The Pathetic Literacy Program Survey
A Survey Designed for Damage Control, Not Truth
If you’ve had the misfortune of reading the district’s latest literacy program survey, you might have mistaken it for an honest attempt at gathering feedback. But let’s be clear: this was never about evaluating whether the curriculum is working. It’s a smokescreen designed to shift responsibility away from administration and onto teachers.
Rather than asking meaningful questions about student success or whether the curriculum is effective based on measurable outcomes, teachers were given a carefully curated set of questions:
How effective do you feel is?
How confident do you feel in teaching ?
Do you need additional support in teaching ?
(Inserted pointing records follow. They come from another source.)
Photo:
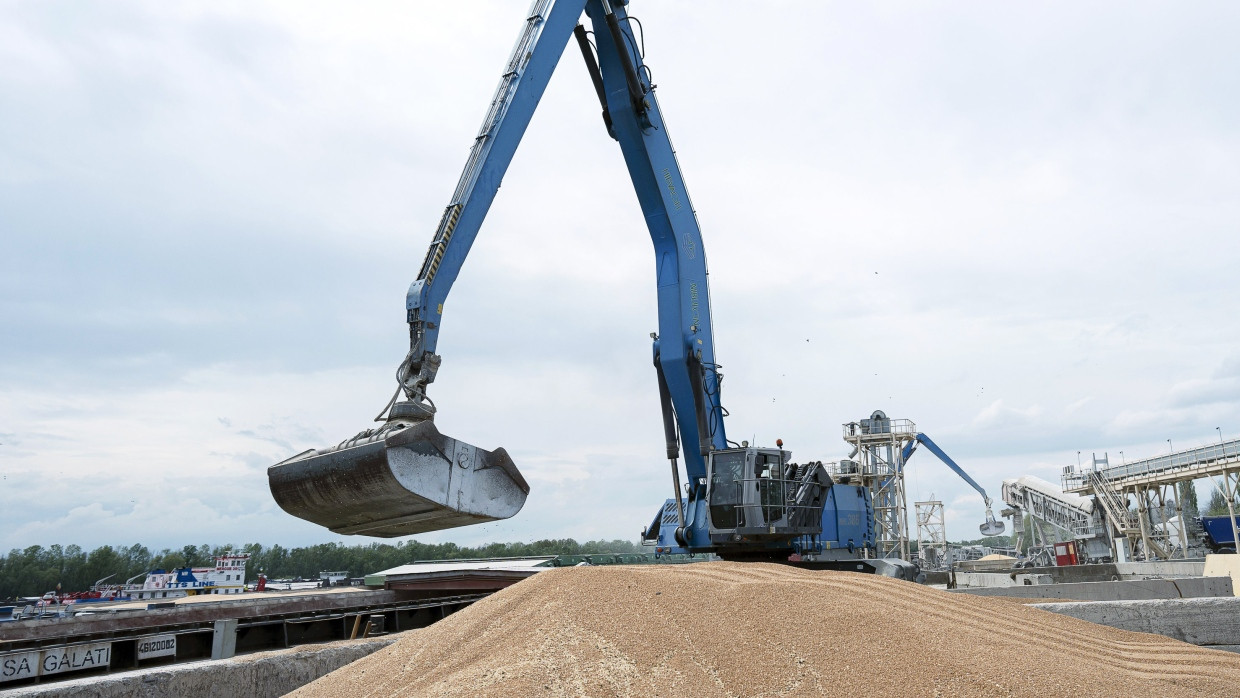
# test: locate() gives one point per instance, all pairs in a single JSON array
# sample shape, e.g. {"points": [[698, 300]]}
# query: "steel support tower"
{"points": [[877, 445], [931, 534]]}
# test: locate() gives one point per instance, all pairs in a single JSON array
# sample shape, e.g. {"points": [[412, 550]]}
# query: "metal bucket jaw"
{"points": [[403, 479], [992, 526]]}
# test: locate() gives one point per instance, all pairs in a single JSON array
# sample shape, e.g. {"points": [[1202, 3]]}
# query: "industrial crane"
{"points": [[738, 500], [988, 527]]}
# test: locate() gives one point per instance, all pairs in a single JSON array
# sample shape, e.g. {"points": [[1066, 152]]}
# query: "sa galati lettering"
{"points": [[16, 667], [65, 661]]}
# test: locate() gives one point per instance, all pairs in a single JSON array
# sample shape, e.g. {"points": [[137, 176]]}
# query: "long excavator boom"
{"points": [[404, 476], [991, 526]]}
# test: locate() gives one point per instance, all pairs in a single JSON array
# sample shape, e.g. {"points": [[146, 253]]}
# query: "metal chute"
{"points": [[401, 479]]}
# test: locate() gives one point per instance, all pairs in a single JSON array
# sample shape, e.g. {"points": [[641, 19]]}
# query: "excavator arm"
{"points": [[992, 526], [404, 476]]}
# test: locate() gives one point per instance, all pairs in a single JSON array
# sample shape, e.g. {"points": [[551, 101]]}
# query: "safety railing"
{"points": [[1219, 453], [873, 428]]}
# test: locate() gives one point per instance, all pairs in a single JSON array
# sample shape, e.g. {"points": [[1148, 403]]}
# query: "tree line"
{"points": [[36, 569]]}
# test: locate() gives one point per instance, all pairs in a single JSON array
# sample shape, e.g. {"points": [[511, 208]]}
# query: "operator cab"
{"points": [[758, 494]]}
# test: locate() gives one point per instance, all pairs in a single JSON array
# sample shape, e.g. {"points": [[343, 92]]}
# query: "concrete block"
{"points": [[1199, 621], [263, 675], [1224, 565], [1200, 587], [223, 640]]}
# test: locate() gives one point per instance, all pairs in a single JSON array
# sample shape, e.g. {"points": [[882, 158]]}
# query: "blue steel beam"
{"points": [[934, 448], [548, 27], [686, 342], [685, 332]]}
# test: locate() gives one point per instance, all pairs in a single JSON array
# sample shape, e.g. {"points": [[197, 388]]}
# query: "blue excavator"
{"points": [[738, 501]]}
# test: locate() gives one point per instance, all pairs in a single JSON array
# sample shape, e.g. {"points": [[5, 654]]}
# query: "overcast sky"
{"points": [[1014, 225]]}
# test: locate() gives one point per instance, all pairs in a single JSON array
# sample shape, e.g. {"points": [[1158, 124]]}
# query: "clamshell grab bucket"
{"points": [[404, 479]]}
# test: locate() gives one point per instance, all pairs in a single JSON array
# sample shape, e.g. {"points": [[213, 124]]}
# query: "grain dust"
{"points": [[754, 630]]}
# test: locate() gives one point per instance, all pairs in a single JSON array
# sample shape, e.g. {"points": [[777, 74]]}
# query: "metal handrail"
{"points": [[1200, 455]]}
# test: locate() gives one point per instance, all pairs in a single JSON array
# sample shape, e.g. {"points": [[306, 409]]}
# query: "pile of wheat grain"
{"points": [[728, 629]]}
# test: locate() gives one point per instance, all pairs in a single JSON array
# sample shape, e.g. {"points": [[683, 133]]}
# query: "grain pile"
{"points": [[728, 629]]}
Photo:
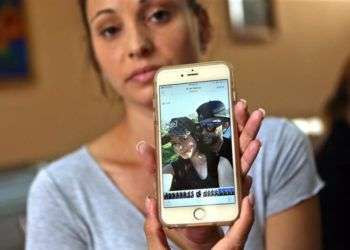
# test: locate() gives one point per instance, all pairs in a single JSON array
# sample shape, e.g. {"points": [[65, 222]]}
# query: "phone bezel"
{"points": [[223, 214]]}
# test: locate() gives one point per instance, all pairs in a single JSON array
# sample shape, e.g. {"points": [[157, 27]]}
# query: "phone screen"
{"points": [[196, 146]]}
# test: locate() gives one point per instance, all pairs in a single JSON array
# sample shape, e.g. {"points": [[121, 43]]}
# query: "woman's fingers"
{"points": [[241, 114], [238, 233], [147, 154], [155, 235], [249, 156], [251, 129]]}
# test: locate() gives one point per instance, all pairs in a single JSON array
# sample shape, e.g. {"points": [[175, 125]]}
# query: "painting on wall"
{"points": [[253, 20], [13, 41]]}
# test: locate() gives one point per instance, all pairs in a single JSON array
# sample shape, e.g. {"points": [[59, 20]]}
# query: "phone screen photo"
{"points": [[196, 144]]}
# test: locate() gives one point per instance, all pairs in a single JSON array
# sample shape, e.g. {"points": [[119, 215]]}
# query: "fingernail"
{"points": [[147, 204], [263, 111], [243, 101], [251, 199], [141, 146]]}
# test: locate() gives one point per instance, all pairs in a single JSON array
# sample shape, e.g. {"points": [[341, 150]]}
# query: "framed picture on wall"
{"points": [[13, 40], [253, 20]]}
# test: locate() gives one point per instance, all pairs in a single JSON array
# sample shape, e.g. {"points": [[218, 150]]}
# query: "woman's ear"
{"points": [[204, 29]]}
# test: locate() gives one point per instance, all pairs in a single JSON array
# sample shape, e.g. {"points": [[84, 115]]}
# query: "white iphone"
{"points": [[197, 145]]}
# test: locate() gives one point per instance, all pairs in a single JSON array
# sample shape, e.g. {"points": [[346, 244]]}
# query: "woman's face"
{"points": [[133, 38], [184, 146]]}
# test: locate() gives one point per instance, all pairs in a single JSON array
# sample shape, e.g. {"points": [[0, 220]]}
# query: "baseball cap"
{"points": [[211, 111]]}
Notice anything missing? There’s no question about whether students are actually learning. No inquiry into whether literacy rates have improved. No data-driven evaluation of whether this program—one that was controversial even before its purchase—was worth the investment.
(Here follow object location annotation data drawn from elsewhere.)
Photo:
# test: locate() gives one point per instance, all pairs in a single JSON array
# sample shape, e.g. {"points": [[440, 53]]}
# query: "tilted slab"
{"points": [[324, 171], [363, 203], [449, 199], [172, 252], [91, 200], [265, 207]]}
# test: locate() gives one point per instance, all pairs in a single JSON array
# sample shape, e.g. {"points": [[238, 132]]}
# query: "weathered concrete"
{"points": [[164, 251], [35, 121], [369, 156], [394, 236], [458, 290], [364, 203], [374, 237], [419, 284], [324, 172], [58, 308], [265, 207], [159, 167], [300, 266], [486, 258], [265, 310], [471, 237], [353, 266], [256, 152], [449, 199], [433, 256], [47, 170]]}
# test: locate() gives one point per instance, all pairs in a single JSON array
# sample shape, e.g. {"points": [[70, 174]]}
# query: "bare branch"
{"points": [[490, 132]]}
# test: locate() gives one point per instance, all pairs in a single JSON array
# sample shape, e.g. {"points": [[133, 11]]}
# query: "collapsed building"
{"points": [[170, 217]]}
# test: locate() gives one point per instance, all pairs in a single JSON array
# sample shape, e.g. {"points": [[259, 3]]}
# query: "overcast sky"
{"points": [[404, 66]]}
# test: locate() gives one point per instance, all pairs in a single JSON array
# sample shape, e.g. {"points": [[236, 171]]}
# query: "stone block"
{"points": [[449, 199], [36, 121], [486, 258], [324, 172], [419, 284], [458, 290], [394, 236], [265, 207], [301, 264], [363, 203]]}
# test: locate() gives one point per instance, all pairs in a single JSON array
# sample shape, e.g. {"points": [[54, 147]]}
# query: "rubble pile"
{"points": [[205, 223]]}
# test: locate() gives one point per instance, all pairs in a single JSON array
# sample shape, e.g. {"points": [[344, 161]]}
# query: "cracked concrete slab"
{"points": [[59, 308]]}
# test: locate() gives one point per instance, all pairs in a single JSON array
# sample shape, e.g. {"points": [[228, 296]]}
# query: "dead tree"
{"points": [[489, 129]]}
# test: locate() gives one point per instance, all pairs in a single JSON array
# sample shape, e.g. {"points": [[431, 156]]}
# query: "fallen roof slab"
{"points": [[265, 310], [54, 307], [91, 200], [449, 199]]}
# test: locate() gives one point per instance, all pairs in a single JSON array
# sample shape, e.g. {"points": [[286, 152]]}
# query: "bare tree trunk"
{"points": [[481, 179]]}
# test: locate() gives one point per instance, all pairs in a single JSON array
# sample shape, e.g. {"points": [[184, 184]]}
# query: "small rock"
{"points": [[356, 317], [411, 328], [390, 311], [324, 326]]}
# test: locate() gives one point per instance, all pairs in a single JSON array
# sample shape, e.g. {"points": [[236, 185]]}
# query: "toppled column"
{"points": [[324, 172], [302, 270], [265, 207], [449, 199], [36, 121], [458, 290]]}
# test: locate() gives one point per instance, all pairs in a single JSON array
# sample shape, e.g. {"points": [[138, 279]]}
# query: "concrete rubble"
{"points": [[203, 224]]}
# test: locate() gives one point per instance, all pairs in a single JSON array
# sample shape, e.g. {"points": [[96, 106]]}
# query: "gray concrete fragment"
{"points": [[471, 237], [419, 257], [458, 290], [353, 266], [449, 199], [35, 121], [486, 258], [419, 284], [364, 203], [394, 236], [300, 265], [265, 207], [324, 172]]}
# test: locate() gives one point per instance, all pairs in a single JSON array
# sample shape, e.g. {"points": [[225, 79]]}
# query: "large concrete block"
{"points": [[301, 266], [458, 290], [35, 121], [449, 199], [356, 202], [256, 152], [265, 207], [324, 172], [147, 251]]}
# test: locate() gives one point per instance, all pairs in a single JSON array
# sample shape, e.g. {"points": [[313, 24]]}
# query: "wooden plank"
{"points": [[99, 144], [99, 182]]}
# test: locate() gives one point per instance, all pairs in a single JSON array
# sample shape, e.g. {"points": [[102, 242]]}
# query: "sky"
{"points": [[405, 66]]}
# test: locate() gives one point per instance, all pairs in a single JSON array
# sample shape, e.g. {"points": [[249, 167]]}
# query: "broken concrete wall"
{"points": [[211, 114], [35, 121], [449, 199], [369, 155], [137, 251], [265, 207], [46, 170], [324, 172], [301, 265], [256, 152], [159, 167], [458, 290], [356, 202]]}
Instead, this survey is a classic bureaucratic maneuver: create an illusion of teacher input while ensuring that the only actionable result is more professional development—as if more training can fix a program that is fundamentally flawed.
The Curriculum Is Failing—And They Know It
This isn’t speculation. The evidence is overwhelming that Units of Study is an ineffective, outdated approach to literacy. The program’s entire methodology contradicts the principles of structured literacy.
For example:
It de-emphasizes foundational skills and relies on cueing strategies that have been widely discredited.
It does not support structured phonics instruction, meaning programs like Heggerty and FUNdations are being forced to operate in a vacuum with no meaningful reinforcement.
It actively discourages correcting spelling mistakes, under the absurd belief that doing so would hinder a child’s joy of reading and writing.
The result? A fractured literacy approach where core skills are taught in isolation, never properly reinforced, and sometimes outright contradicted during independent reading and writing time.
The district’s own pilot study of the curriculum before its purchase was a joke—a single classroom in each elementary school was given one unit to test. That’s it. No extensive review. No large-scale trial. No comparative analysis against other literacy programs. Just a rushed, flimsy trial to justify a predetermined decision.
Other Schools Are Moving Forward. East Brunswick Is Moving Backward.
The worst part? There are better options available.
Many schools across the country have transitioned to structured literacy programs that emphasize explicit, systematic phonics instruction—the very thing this district has refused to do. Budget-friendly, proven programs like Bookworms and Core Knowledge Language Arts (CKLA) exist, and they work.
Yet, when pressed about potential alternatives, district officials couldn’t even ballpark the cost of a replacement curriculum—an alarming sign that they never seriously considered any option other than the one they had already decided on.
A Pattern of Deception and Avoidance
This isn’t just about literacy. It’s part of a larger pattern of East Brunswick’s administration dodging accountability.
Look at the Gifted & Talented program, which for years failed to comply with state law. Instead of admitting their failures, the district continuously presented differentiation as if it were a sufficient solution—when it never was.
Now, they’re running the same playbook with literacy. The administration is more committed to defending a failing system than actually helping students learn to read. And when confronted with real concerns, they respond with empty gestures like a rigged survey designed to produce a predetermined conclusion.
Teachers Deserve Better. Parents Deserve the Truth. Students Deserve an Education.
Teachers were never meaningfully consulted before this curriculum was forced on them. Their expertise was ignored. Their professional judgment was dismissed. Now, they’re being asked to complete a survey that treats their struggles as a failure of training rather than an indictment of the program itself.
The district had a choice: admit they made a mistake and work toward a real solution, or double down on bad policy and shift blame onto teachers. They chose the latter.
But here’s the reality—it’s not the teachers who need more training. It’s the administration that needs to listen.
And until they do, East Brunswick’s literacy crisis will only continue.